While I was doing all that Beth popped outside. She came in with a report of a purple lady bug.

Gray-dy bug

Gray-dy bug


I thought it was more gray than purple. I haven’t tried to identify it, but for now, I will call this a “gray-dy bug”.

On the way to the pond, I spotted a tall flowering plant along the side of the road. I have never seen this species before, but I knew it was a milkweed of some sort.

Poke milkweed? (Asclepias exaltata)

Poke milkweed? (Asclepias exaltata)


I’m not 100% sure, but I think this one is a poke milkweed (Asclepias exaltata). I had been thinking that it’s cool to find new-to-me species in bloom, but when I went to tag this one, I see that I have already tagged that species. So it is one I have seen before, but forgot about!

Poke milkweed? (Asclepias exaltata)

Poke milkweed? (Asclepias exaltata)


None of these photos are that great, but hey – sometimes they aren’t.

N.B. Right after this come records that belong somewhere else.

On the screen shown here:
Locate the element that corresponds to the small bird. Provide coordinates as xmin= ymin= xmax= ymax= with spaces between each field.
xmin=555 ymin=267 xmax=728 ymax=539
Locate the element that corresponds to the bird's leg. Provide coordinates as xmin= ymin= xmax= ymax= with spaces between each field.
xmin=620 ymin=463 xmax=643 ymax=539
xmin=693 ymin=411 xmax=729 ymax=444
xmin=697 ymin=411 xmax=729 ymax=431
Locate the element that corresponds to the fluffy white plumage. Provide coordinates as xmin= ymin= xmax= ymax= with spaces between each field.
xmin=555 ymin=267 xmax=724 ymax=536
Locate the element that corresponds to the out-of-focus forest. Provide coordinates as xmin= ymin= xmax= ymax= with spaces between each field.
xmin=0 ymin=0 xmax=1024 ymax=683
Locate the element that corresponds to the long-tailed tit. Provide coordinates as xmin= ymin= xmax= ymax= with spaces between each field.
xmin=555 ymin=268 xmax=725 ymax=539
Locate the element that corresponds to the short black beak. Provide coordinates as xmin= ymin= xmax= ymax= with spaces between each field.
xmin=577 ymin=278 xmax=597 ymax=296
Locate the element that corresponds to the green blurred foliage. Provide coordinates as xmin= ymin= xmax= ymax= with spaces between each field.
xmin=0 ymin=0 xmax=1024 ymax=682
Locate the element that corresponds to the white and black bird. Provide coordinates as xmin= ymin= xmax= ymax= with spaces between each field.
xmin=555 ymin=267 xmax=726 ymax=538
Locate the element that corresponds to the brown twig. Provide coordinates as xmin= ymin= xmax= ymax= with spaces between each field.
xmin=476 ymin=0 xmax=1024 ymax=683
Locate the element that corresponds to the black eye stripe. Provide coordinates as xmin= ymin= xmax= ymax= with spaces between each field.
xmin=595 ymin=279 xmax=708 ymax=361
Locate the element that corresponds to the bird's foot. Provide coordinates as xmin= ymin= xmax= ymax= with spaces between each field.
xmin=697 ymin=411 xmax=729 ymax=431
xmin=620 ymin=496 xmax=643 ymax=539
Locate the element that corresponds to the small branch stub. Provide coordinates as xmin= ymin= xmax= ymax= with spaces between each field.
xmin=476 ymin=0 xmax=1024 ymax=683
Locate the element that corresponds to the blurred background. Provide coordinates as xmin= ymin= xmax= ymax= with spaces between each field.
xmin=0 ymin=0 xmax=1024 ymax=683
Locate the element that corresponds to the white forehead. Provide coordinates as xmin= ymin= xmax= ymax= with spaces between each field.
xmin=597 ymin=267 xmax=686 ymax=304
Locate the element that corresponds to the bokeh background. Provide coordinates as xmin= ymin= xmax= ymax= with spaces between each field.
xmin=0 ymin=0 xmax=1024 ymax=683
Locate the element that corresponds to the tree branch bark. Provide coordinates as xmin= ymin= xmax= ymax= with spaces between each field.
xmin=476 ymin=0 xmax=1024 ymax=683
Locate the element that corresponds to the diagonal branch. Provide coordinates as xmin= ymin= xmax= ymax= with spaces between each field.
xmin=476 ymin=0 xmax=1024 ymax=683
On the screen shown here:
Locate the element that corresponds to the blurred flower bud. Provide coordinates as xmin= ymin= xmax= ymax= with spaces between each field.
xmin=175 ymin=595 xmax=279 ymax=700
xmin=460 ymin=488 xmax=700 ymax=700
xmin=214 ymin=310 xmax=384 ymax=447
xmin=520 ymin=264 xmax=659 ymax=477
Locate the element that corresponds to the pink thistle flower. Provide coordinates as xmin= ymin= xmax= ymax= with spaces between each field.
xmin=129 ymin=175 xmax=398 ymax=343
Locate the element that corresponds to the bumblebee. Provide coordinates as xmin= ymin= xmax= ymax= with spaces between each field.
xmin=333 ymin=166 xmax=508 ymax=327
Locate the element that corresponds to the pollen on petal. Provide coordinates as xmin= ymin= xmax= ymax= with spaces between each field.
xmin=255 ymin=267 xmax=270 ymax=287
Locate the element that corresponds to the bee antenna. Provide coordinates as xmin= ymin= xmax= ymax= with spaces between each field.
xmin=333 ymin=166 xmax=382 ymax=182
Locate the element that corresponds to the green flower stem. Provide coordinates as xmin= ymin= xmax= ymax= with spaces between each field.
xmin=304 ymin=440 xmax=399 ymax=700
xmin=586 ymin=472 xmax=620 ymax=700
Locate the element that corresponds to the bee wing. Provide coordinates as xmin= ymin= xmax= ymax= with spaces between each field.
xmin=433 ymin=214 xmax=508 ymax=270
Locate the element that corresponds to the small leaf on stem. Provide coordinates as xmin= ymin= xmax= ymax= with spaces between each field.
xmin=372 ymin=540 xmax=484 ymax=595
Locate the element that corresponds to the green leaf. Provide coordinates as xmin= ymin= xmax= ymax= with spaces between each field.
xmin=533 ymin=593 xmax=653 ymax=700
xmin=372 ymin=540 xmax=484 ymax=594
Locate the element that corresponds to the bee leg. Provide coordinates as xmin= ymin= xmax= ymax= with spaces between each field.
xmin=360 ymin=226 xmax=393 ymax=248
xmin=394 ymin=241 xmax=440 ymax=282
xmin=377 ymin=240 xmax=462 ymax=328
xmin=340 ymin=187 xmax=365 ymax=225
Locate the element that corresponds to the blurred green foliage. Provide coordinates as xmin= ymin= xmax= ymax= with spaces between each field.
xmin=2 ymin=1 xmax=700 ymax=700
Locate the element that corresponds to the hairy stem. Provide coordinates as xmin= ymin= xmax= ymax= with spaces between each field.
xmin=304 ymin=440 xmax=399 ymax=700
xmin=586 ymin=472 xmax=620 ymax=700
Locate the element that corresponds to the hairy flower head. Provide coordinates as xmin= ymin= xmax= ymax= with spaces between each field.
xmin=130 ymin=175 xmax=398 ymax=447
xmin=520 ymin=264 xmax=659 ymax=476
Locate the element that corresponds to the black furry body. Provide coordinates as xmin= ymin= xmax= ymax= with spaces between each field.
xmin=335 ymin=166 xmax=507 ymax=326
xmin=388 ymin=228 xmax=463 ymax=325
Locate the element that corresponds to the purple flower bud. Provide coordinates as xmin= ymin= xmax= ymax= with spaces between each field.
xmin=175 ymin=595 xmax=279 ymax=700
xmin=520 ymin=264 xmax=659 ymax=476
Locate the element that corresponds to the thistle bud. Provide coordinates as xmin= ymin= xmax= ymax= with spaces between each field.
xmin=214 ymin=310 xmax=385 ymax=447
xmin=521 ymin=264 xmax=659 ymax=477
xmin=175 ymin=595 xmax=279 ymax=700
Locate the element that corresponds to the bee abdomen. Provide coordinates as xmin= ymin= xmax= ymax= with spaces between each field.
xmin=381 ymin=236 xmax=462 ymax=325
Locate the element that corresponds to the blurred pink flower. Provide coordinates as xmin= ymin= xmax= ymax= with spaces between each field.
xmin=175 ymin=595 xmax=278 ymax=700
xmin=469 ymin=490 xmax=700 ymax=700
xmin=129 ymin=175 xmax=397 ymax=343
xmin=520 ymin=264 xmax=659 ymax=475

Poke milkweed? (Asclepias exaltata)

Poke milkweed? (Asclepias exaltata)

Further along, I saw some wintergreen with absolutely huge berries.

Huge wintergreen berries (Gaultheria procumbens)

Huge wintergreen berries (Gaultheria procumbens)


I have notices that just before they bloom again, wintergreen berries swell. They are normally a quarter inch in diameter, but these were half an inch. Remember, volume increases with the cube of the diameter, so these have about 8 times the volume of an unswollen berry (though I expect they have roughly the same mass, as the density seems to decrease).

My theory is that the plant is making a last ditch effort to entice something to eat the berries and thus, spread the seeds. If that’s the strategy, it worked for this plant, because I ate these as soon as I snapped the photo.

When we got to Cross Brook (or as I call it, Little Kohas Creek) which drains Sandogardy Pond, Penny was in full throw-me-a-stick mode. She brought us one and dropped it on the bridge.

Penny brings a stick

Penny brings a stick

Except it fell between the planks and into the creek. She couldn’t figure out where it had gone, but it was floating downstream by then.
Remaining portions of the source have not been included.